If the people of Mandas had known that Kyrie Krona looked down upon them from the heart of their very capital city, they would have cried out in panic and run.
But they did not know, and the people of the city went about their lives in bliss.
Behind the man, the door to the balcony opened, and a woman dressed in black and marked with his insignia exited onto the balcony.
“Machine King,” the woman said, falling to a knee, hand across her chest.
The metal man waved two fingers, indicating for her to continue. She stood and approached him.
“Operation Ember,” she said, “was a... nearly complete success.”
There was a pause that indicated that she was to continue, which she did after gathering herself.
“Four attacks went off exactly as planned,” she began, looking down at a piece of parchment in front of her. “However, there were two... irregularities. At Sunsetton, the bomb achieved maximum damage in the port, but our Gifted in the city detected an irregularity, a form of power that matched nothing that they had ever sensed. The same force was detected on the edge of the city later, by the Western Expanse.”
“And the other?” he asked. “The village?”
The woman paused again.
“What happened?” he asked.
“No report,” she said. “We’ve heard nothing from them.”
“Not a single one?” he asked.
“Not a single one,” she said. “Our estimations are that they were wiped out, but we have no concept as to what or why.”
“Or who…” the man said, before speaking again.
“And the damage total?” he asked.
“Our estimations are one thousand dead, with thousands more to come in the resulting food shortages from Sunsetton’s bombing,” she said.
“Rather low,” he said.
“The four successful raids yielded on average one hundred and fifty,” she said. “They were small towns, mostly evacuated for winter.”
“Edara will be on high alert nonetheless,” he said. “My main concern is the elimination of our northernmost company.
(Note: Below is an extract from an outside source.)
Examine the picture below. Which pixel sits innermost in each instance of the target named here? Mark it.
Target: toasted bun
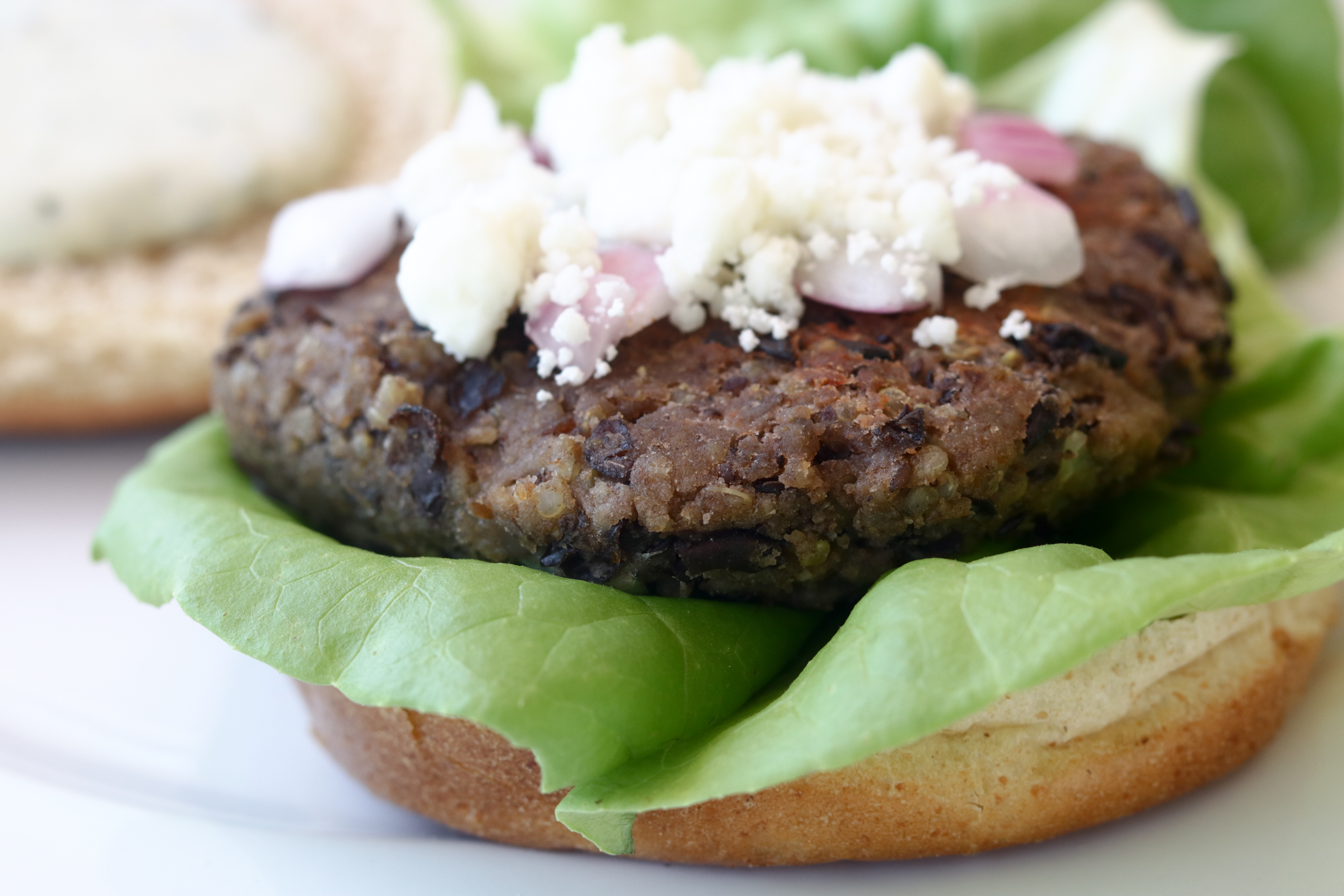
(127, 341)
(947, 794)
The village… it was close to Rene, was it not?”
“Yes, sir,” she answered.
“Then I will attend our next phase directly,” he said. “Expect me gone for Rene by the morning.”
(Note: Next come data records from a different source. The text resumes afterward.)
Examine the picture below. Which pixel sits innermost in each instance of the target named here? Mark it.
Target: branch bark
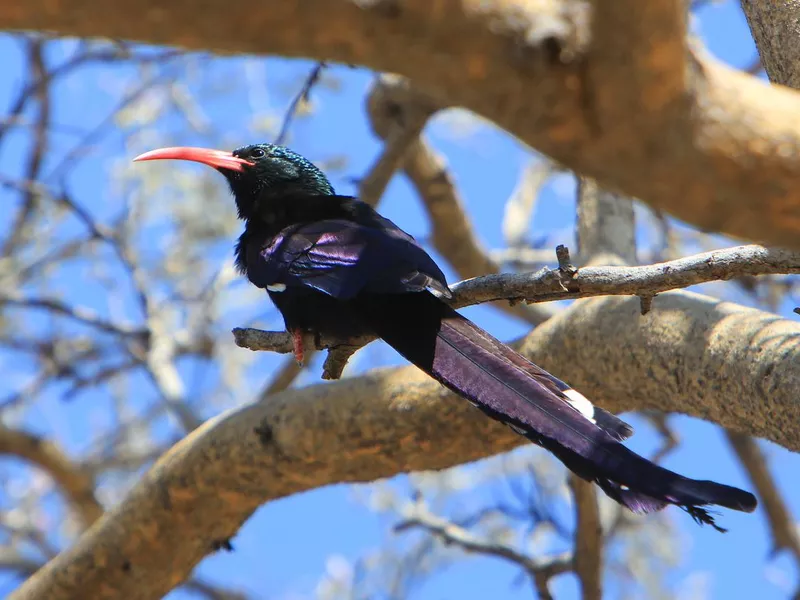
(720, 152)
(691, 354)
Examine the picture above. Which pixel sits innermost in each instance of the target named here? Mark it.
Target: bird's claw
(297, 343)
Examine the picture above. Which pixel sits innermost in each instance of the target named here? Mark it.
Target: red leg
(297, 342)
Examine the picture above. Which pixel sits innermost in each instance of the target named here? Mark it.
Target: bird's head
(255, 173)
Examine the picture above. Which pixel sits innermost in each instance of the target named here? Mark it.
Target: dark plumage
(332, 265)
“Yes sir,” she repeated. “Is there anything else?”
“Yes,” he said. “Notify Knightmare, and prepare the Clockwork Soldier.”
“Sir?” she asked.
“I will not take chances,” he said. “Not again.”
“Yes sir,” she said, and with that she left the balcony.
The Machine King turned as the door behind him fell shut, leaving him alone to walk once more to the balcony, looking out above the city, and then out to the country, the lands far afield, and finally to the stars that awaited beyond the horizon.
“I suppose you think I’m a monster,” he said with a smile. Towards who, it was not clear. “But that betrays your small-minded ignorance. Besides, I imagine the ants you crush beneath your feet think you to be quite the monster as well.”